Infra-red reflectography (fig.3) also reveals very fine, firm, linear drawing lying beneath the paint of the face. The drawing was done on top of the priming and describes outlines rather than areas of shading; it marks out the shape and position of the features. It appears to have been done with a dry carbon point and the single, unbroken lines do not look freehand; perhaps they were transferred from a drawing that had been done from life. The iris and pupil of both eyes were originally placed in the centre of the eye, looking to the sitter’s right, and this early position is now visible as a dark pentimento at the side of the final, painted irises, which look directly at the viewer.
Generally the paint is opaque with an enamel-like surface and little discernible brushwork except in the background.
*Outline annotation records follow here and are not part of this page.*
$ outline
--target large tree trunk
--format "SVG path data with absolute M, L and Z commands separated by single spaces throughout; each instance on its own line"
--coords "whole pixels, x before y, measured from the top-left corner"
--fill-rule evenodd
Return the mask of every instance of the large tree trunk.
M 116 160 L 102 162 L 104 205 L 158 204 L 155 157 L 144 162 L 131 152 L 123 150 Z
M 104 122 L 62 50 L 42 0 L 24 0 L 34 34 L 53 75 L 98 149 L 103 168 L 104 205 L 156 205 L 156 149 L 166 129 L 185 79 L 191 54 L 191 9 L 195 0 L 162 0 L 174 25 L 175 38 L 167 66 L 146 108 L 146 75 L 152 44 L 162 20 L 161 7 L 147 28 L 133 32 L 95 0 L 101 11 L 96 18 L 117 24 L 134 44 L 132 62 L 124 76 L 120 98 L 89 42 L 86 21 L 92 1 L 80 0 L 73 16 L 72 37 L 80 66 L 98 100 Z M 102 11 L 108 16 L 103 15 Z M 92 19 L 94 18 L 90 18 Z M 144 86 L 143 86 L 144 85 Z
Final details such as the lace trim on the ruff and the links of the gold chain were applied in thixotropic paint that has slight impasto (fig.4).2 The palette is high toned and the features of the face are defined with soft, reddish brown, linear shadows (fig.5). The artist appears to have begun the portrait by laying in the face, the ruff and the costume in thin, reddish brown oil paint, applied sketchily, especially in the face where this underpainting is confined to the shadows (fig.6). When this underpaint was dry, the visible tones of the face were applied wet-in-wet and blended together softly. The curve of eyeball was defined with a stroke of grey paint, applied wet-in-wet into the basic white and highlighted with a stroke of bright greenish blue, which probably contains azurite (fig.7).
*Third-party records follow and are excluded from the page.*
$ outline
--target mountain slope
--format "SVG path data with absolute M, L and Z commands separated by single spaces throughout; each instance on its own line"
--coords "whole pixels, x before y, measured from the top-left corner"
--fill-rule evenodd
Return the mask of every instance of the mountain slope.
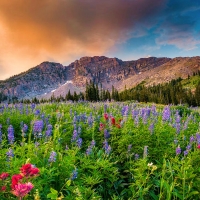
M 197 70 L 200 70 L 198 56 L 174 59 L 150 57 L 133 61 L 105 56 L 82 57 L 68 66 L 43 62 L 1 81 L 0 92 L 20 99 L 50 97 L 52 93 L 60 96 L 65 95 L 69 89 L 71 92 L 84 91 L 86 80 L 101 83 L 104 89 L 111 89 L 113 85 L 118 90 L 123 90 L 125 85 L 130 88 L 142 81 L 146 85 L 152 85 L 178 77 L 186 78 Z

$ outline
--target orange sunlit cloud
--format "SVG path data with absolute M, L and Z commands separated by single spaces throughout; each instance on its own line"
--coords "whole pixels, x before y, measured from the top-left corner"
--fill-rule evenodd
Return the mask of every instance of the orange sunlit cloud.
M 163 1 L 164 2 L 164 1 Z M 1 0 L 0 80 L 45 60 L 103 55 L 131 37 L 159 0 Z

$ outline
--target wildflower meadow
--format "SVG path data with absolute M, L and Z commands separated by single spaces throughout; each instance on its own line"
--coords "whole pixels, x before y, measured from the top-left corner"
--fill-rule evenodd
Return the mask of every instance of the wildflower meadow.
M 199 193 L 199 108 L 0 105 L 1 200 L 198 200 Z

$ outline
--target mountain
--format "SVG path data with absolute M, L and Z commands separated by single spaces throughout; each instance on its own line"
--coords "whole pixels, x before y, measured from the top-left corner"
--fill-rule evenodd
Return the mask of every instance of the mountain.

Elsewhere he used a sequential technique with orderly layers of opaque paint, which were left to become touch dry before the next was applied. The whole of the background area was painted dark, opaque grey (fig.8). At the same time he appears to have laid in the basis of the black costume with another, slightly different dark grey. The dark grey beneath the background is composed of black (probably bone black), lead white, vermilion, red lead, yellow ochre and traces of gypsum bound in oil. That beneath the costume appears to be lamp black mixed with small amounts of red and white pigment. This was then glazed and modulated with a more translucent black mixture, based probably on bone black. The plum coloured background paint was applied on top of the dark grey and composed of a mixture of vermilion, black (probably bone), lead white and traces of ground glass. The inscriptions on top are in lead tin yellow.3
His black doublet has suffered extensive paint loss in all areas except the collar and gold chain; two phases of much later filling and repainting compensate for the damage. The medium of the original black paint fluoresces slightly when the cross-sectional samples are viewed in UV light; this suggests an oleo-resinous binder.
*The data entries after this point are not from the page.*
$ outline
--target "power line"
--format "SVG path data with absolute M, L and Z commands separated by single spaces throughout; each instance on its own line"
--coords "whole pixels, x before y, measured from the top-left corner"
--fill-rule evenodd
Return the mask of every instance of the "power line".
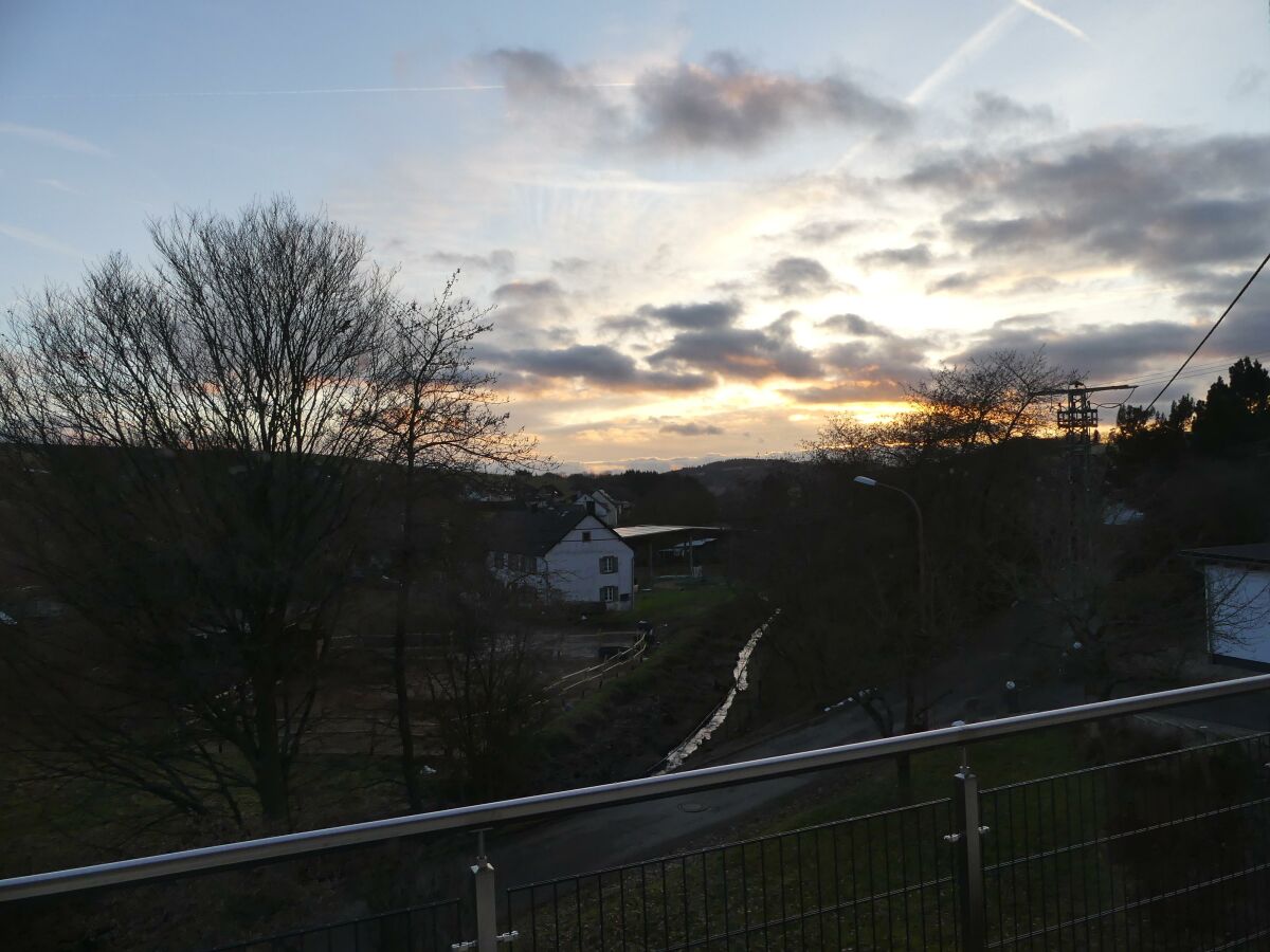
M 1165 395 L 1165 391 L 1173 385 L 1175 380 L 1177 380 L 1177 374 L 1180 374 L 1182 371 L 1186 369 L 1186 364 L 1191 362 L 1191 358 L 1195 357 L 1195 354 L 1199 353 L 1199 349 L 1208 343 L 1208 339 L 1210 336 L 1213 336 L 1213 331 L 1222 326 L 1222 321 L 1226 320 L 1226 315 L 1228 315 L 1234 308 L 1234 306 L 1240 303 L 1240 298 L 1243 297 L 1243 292 L 1247 291 L 1250 287 L 1252 287 L 1252 282 L 1257 279 L 1257 275 L 1261 273 L 1261 269 L 1265 268 L 1267 263 L 1270 263 L 1270 253 L 1267 253 L 1266 256 L 1261 259 L 1261 264 L 1257 265 L 1257 269 L 1252 272 L 1251 277 L 1248 277 L 1246 282 L 1243 282 L 1243 287 L 1240 288 L 1240 293 L 1236 294 L 1234 300 L 1226 306 L 1226 310 L 1222 311 L 1222 316 L 1217 319 L 1217 322 L 1212 327 L 1208 329 L 1208 334 L 1203 336 L 1203 339 L 1195 345 L 1195 349 L 1190 352 L 1190 354 L 1186 357 L 1185 360 L 1182 360 L 1182 366 L 1177 368 L 1177 373 L 1170 377 L 1168 382 L 1160 388 L 1158 393 L 1156 393 L 1156 399 L 1152 400 L 1149 404 L 1147 404 L 1148 414 L 1151 413 L 1151 407 L 1156 405 L 1156 400 L 1160 400 L 1160 397 Z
A significant feature of the technique that is revealed by examination of the cross-sections is the apparent use of intermediate varnishes during the course of painting. The grey underpainting in the background and costume was varnished before the next phase of painting was begun and the black costume was varnished before the detail of the gold chain was applied on top (figs.9 and 10). It would appear that Gower wanted maximum saturation of his paint, which would help ensure the high key of his colours. This feature occurs also in the companion portrait of Lady Kytson and in Gower’s Self Portrait, which is in a private collection.4
The painting was given full cleaning and restoration in 1995. The costume, the background and the inscriptions had been completely repainted, probably in the nineteenth century, and the varnish on top of the image had become yellow. In the restoration of 1995 most of the repainted costume was retained because x-radiography and microscopic examination revealed that the underlying original was very badly damaged indeed. Elsewhere all non-original paint was removed because the original is in good condition. Minor old damages in the original background and in the sitter’s left temple were retouched with pigment bound in modern synthetic resins.